До и после смерти друга. 1

Станислав Бук
          До и после смерти друга.

     1.

Изрядно выпили…
Сколько я проспал? Смотрю на часы. Всего-то? Меньше часа?
Лежу на диване, не открывая глаз. Вовсю работает «подхалим» – маленький вентилятор, который Лёша заботливо устроил на журнальном столике. Июльский вечер. Жара не спадает, хотя не такая душная, как днём.
Не открывая глаз, вслушиваюсь в тихий голос Лёши Клюева.
Он рассказывает о своей службе в Чехословакии, о том, как жена его там блаженствовала, каждый раз уезжала в Союз, нагруженная богемским хрусталём, приоделась сама и не забыла про сына Женьку… а вот в Среднюю Азию не поехала, не те условия… словом, не оправдывает термина «боевая подруга»…
Разговорился мой молчун.
Вино меня сморило, а Лёха – он силён. Да и подготовка у него – диверсанта… ему бы в десантуре, в глубинной фронтовой… и как это его занесло в радиоразведку?
Комбриг Гадалов пристроил его ко мне в ЛИР (лабораторию исследования радиоизлучений) на капитанскую должность. Мне Виктор Алексеевич тогда сказал: «Станислав, ненадолго, потерпи». Конечно, у Клюева его военное образование – не для ЛИР.
Он оказался исполнительным и сметливым офицером, меня устраивал. Были кадры и похуже. ЛИР – не добывающее подразделение, за работу которого Москва гладит по головке. ЛИР – это на перспективу, вот такую – смутную и далёкую от конкретного задания полка, из которого год тому назад слепили бригаду.
И с дальнейшим продвижением у нас трудно. Мы ждали, что придут штаты на бригаду, – такие как в ГДР, Грузии, Одессе,  или в Ленинграде, но кадровики ГРУ поскупились: моя должность так и осталась майорской, а Лёшина, соответственно – капитанской.
Сейчас вот (опять Гадалов!) Лёхе подфартило: начальник разведки КТУРКВО послал на него представление на должность заместителя начальника разведки дивизии в Кушку. Конечно, Кушка – не Ташкент, но всё же – майорская должность… Правда, Москва может и отказать.
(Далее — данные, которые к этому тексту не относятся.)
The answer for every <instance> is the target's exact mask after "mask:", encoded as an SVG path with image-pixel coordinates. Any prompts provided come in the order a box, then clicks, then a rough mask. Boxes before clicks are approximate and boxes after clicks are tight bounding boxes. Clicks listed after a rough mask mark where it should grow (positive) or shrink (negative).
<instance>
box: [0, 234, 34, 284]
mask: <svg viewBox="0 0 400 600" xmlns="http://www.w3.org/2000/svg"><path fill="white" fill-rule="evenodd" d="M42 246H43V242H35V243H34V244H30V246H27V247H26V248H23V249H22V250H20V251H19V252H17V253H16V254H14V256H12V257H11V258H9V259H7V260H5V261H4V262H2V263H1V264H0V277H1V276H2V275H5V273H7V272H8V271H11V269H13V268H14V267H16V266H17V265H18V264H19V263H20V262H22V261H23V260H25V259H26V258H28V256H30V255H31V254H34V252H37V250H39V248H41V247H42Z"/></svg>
Но если даст «добро», то к Новому 1980-му году будет и приказ.

На титульной странице повести «Ошибка Святого Петра» я поместил эпиграф:

«Посвящаю моему другу майору Алексею Клюеву, сложившему голову в бою под Кандагаром в мае 1980 года».

Мария, моя жена и семнадцатилетняя дочь Юля внимают Лёше.
Теперь Лёша рассказывает про визит в больницу, про то, как Ромка острит, или конфликтует с другим мальчиком, соседом по палате. Мой сон совсем убежал, и я присоединяюсь к компании.
Сын Рома, для которого Лёха – кумир, сейчас в больнице после инфаркта, и его двенадцатилетие мы вот так отмечаем без него. И Юля, и Мария, и я ездим к нему, но последний автобус вынуждает нас к семи часам вечера возвращаться в часть.  Только Лёша каждый вечер на попутных машинах, а то и пешком, бывает у Ромы, на руках выносит его со второго этажа больницы на улицу, где они час-полтора дышат вечерним воздухом Ташкента…

Сейчас за окном подходит к концу 2015 год. Всё больше лет отдаляют нас от того времени.  В июле 1979 года, отмечая день рождения сына, мы конечно, не загадывали на будущее через тридцать пять с лишком лет. Но если бы нам кто-то предрёк, что всего через десять месяцев Лёша погибнет на юге Афганистана, мы бы посмотрели на него, как на идиота…
Я не знаю о дальнейшей судьбе его жены и сына Женьки. В эти дни Жене где-то под пятьдесят, и слишком мала вероятность, что он прочтёт мои записки и поссорится с матерью. И всё же это постоянно останавливало мою руку: написать о Лёше и не написать о его семейной трагедии, это как?
А сейчас я думаю; вот, больше меня знал о Лёше мой сын, и теперь его тоже не стало; дочь и жена? они погружены в работу, они не напишут; а я отметил своё 80-летие, и если буду дальше оттягивать, то о Лёхе не напишет уже никто, и не состоится ещё один пазл в трагической панораме той Афганской эпопеи…

А потом… может быть, кто-то имеет право на  жестокую правду, а кто-то на хоть какое возмездие за свою жестокость.
Но рука моя опять повисает над клавиатурой: а сам Лёша, если бы я его сегодня спросил, что бы он посоветовал? И опять – нет ответа!